Scene 1 of 7

The Nurse's prologue

A slave standing outside a closed house, telling the audience what has already gone wrong — and praying that something will stop her mistress before she does what she is about to do.

Summary

The Nurse comes out from the closed front of the house and speaks alone. The whole backstory of the play, told in one speech: the Argo, the quest, the Golden Fleece, Medea's betrayal of her father, her flight from Colchis, the murder of Pelias by his own daughters which she engineered, and the long exile to Corinth with Jason. Then the new fact, the one the play turns on: Jason has left Medea to marry Glauce, daughter of Creon king of Corinth. Inside the house Medea is fasting, weeping, lifting no eyes. The Nurse has known her since Colchis and is terrified. Her heart, the Nurse says, is no light thing.

The Attendant — the boys' old tutor — comes from the right with the children, who have been off playing. He has news from the agora. He overheard an old man at the fountain say it is Creon's will that Medea and her two sons be expelled today. He is not sure whether to believe it. The two slaves agree to keep the rumour from their mistress and send the children inside. From within the house Medea's voice rises, twice — first cursing her own life, then cursing the children. The Nurse hurries the boys through the door.

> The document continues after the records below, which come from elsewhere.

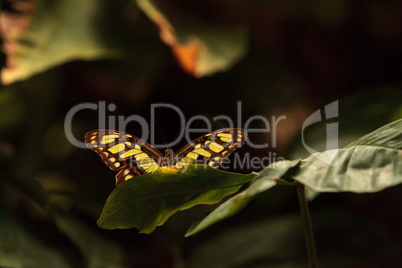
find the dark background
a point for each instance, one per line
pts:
(300, 56)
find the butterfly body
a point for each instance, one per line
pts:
(134, 157)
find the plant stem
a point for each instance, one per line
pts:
(307, 226)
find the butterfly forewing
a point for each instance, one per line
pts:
(134, 157)
(124, 152)
(212, 148)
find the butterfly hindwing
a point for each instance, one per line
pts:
(124, 152)
(134, 157)
(212, 148)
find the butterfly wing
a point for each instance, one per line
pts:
(213, 147)
(124, 152)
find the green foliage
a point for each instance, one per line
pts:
(370, 164)
(149, 200)
(57, 32)
(265, 180)
(278, 58)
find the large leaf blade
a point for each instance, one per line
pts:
(370, 164)
(265, 180)
(147, 201)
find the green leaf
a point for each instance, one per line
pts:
(370, 164)
(265, 180)
(147, 201)
(44, 34)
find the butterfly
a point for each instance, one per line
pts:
(133, 156)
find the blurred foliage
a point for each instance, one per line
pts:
(279, 58)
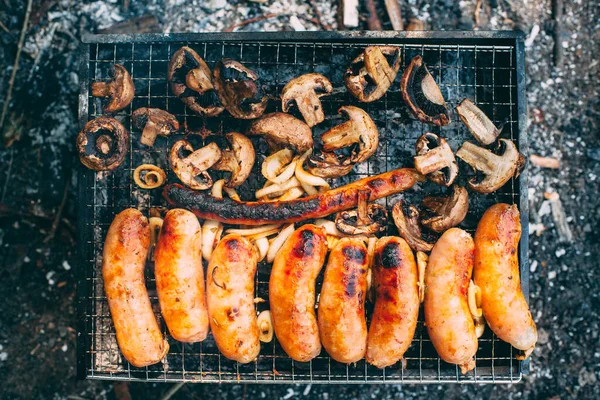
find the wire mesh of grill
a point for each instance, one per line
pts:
(484, 73)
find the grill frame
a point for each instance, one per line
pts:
(87, 180)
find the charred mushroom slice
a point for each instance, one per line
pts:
(237, 89)
(154, 122)
(422, 95)
(306, 91)
(450, 211)
(498, 169)
(370, 75)
(480, 126)
(367, 219)
(238, 159)
(191, 80)
(359, 131)
(102, 144)
(436, 159)
(408, 226)
(119, 89)
(328, 165)
(282, 130)
(189, 168)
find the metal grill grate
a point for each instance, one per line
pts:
(487, 68)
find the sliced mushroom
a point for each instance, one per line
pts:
(154, 122)
(370, 74)
(480, 126)
(436, 159)
(238, 160)
(102, 144)
(189, 168)
(359, 131)
(306, 91)
(367, 219)
(408, 227)
(450, 211)
(328, 165)
(237, 89)
(282, 130)
(498, 169)
(119, 89)
(191, 80)
(422, 95)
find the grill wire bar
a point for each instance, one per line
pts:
(486, 71)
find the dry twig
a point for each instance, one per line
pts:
(11, 82)
(372, 20)
(251, 21)
(395, 14)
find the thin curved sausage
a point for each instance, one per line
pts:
(342, 323)
(319, 205)
(449, 322)
(230, 297)
(497, 275)
(123, 262)
(292, 292)
(180, 278)
(396, 310)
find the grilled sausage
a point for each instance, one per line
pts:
(342, 323)
(496, 273)
(396, 309)
(180, 278)
(254, 213)
(449, 322)
(123, 262)
(292, 292)
(230, 297)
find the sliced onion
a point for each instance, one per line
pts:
(422, 260)
(279, 166)
(307, 179)
(262, 244)
(265, 326)
(277, 189)
(155, 227)
(279, 240)
(211, 234)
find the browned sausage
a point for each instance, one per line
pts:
(292, 292)
(123, 262)
(396, 309)
(497, 275)
(254, 213)
(180, 278)
(230, 295)
(449, 322)
(342, 323)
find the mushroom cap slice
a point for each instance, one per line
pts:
(238, 160)
(328, 165)
(282, 130)
(370, 74)
(306, 91)
(422, 95)
(359, 131)
(450, 210)
(408, 227)
(102, 144)
(480, 126)
(237, 89)
(498, 169)
(435, 159)
(120, 89)
(190, 79)
(188, 168)
(154, 122)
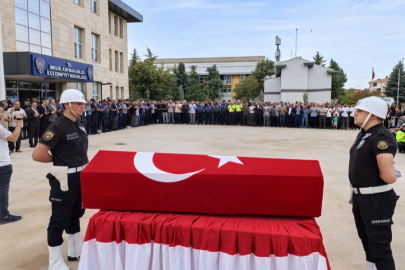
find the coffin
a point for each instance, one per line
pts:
(214, 185)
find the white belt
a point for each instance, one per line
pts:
(76, 169)
(372, 190)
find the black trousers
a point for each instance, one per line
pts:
(33, 134)
(17, 143)
(66, 208)
(373, 217)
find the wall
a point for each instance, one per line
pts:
(295, 75)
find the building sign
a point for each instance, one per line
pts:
(57, 68)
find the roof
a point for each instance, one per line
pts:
(210, 59)
(125, 11)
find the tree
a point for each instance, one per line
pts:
(338, 80)
(150, 56)
(319, 59)
(182, 77)
(264, 68)
(391, 88)
(181, 93)
(195, 89)
(248, 89)
(214, 85)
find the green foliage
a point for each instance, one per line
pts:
(319, 59)
(195, 90)
(391, 88)
(144, 75)
(249, 89)
(150, 56)
(338, 80)
(305, 97)
(214, 86)
(264, 68)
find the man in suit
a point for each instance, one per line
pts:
(53, 111)
(33, 117)
(298, 110)
(259, 114)
(43, 114)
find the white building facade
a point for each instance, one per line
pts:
(296, 76)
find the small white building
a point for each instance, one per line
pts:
(296, 76)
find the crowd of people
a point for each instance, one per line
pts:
(114, 114)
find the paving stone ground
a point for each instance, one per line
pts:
(23, 244)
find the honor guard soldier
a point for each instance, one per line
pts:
(371, 173)
(66, 139)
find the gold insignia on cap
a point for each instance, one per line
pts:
(48, 135)
(382, 145)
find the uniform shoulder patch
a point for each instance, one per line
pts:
(382, 145)
(48, 135)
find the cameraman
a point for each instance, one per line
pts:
(5, 166)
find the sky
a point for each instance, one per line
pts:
(358, 35)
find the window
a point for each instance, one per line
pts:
(78, 42)
(79, 86)
(115, 26)
(116, 61)
(120, 27)
(226, 90)
(94, 47)
(33, 26)
(95, 90)
(121, 62)
(110, 60)
(227, 79)
(93, 6)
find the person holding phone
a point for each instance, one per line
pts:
(6, 169)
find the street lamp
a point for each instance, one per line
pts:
(399, 78)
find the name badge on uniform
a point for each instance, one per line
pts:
(363, 140)
(82, 128)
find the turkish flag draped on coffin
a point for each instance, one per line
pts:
(215, 185)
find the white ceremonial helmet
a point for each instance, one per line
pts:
(372, 105)
(72, 95)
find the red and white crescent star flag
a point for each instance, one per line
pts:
(217, 185)
(159, 241)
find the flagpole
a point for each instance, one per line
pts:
(2, 83)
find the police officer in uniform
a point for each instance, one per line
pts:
(371, 173)
(66, 138)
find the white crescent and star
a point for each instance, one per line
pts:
(143, 162)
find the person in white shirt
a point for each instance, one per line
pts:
(345, 116)
(329, 111)
(14, 111)
(6, 169)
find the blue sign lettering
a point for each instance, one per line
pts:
(57, 68)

Left alone, the Nurse reflects on what she has heard. The wills of princes are rough things. It is best for ordinary people to walk the level way. She has lived long enough to know that the fiercely great fall most deep when the gods turn against them. The Chorus of Corinthian women begins to enter from the left as her speech ends. The play has been running one minute. The audience has been told everything it needs to know and warned by the person who knows Medea best that something is about to happen.